Saudi unit of UAE's Etisalat says growth in sales of smart phones boosts performance

Saudi's Mobily posts 11% rise in Q1 net profit

Etihad Etisalat (Mobily), Saudi Arabia's second-biggest telecom operator, has missed analysts' forecasts with an 11 percent rise in first-quarter net profit.

Mobily, an affiliate of the United Arab Emirates' Etisalat , made a first-quarter net profit of SR1.340bn, up from SR1.207bn in the prior-year period, with the company citing higher data revenues in a bourse statement.

Analysts polled by Reuters on average forecast Mobily, which competes with the Gulf's No.2 operator Saudi Telecom Co and Zain Saudi, would make a quarterly profit of SR1.37bn.

Mobily's revenue for the three months to March 31 was SR5.63bn, up from SR5.01bn from the prior-year period.

"This stems from the growth in sales of smart phones and the increase in data revenues, which accounted for 30 percent of turnover for the period," the company said in its statement.

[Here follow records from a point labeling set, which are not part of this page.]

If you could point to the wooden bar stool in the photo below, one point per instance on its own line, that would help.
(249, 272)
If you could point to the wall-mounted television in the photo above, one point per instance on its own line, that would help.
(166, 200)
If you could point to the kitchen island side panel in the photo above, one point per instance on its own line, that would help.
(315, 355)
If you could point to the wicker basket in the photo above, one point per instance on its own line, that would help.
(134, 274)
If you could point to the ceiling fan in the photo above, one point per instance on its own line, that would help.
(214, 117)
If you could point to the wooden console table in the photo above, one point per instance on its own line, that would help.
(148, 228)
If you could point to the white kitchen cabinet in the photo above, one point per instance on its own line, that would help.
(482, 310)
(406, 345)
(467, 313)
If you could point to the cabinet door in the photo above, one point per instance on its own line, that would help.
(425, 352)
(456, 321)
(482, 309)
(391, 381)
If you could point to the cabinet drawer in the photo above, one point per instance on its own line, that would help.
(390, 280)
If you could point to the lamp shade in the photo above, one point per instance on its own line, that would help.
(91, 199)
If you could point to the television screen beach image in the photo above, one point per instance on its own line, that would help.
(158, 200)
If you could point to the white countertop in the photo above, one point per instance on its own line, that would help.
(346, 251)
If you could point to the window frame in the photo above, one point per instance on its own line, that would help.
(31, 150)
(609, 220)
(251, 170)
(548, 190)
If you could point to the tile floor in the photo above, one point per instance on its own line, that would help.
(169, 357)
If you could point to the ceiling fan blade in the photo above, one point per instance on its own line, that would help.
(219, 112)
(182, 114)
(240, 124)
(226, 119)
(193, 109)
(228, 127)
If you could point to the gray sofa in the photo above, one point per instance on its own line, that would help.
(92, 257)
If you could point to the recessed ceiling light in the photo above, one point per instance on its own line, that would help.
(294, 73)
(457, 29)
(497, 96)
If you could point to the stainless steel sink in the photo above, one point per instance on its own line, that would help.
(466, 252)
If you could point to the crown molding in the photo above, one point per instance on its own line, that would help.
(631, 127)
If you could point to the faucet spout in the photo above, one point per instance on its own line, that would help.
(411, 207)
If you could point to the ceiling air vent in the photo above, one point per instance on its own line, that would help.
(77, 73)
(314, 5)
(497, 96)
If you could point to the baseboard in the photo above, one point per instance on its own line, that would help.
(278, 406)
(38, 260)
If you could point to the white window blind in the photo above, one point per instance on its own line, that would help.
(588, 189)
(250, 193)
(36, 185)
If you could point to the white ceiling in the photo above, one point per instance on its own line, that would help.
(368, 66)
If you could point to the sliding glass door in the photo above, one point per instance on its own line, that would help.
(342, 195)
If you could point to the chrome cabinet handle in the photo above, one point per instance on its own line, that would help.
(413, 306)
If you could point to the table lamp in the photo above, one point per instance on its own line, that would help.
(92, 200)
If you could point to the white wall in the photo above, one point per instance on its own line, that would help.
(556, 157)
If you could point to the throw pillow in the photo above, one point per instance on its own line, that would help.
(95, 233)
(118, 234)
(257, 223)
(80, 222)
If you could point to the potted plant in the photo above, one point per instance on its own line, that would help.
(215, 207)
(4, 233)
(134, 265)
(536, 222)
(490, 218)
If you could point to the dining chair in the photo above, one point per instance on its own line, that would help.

Revenue from data and corporate customers will drive Mobily earnings growth, the company's chief executive told Reuters in January.

The focus on these two segments reflects market dynamics in the kingdom, where conventional call margins have slumped due to increased competition between operators and the rising use substitute services such as Internet-based phone calls and instant messaging.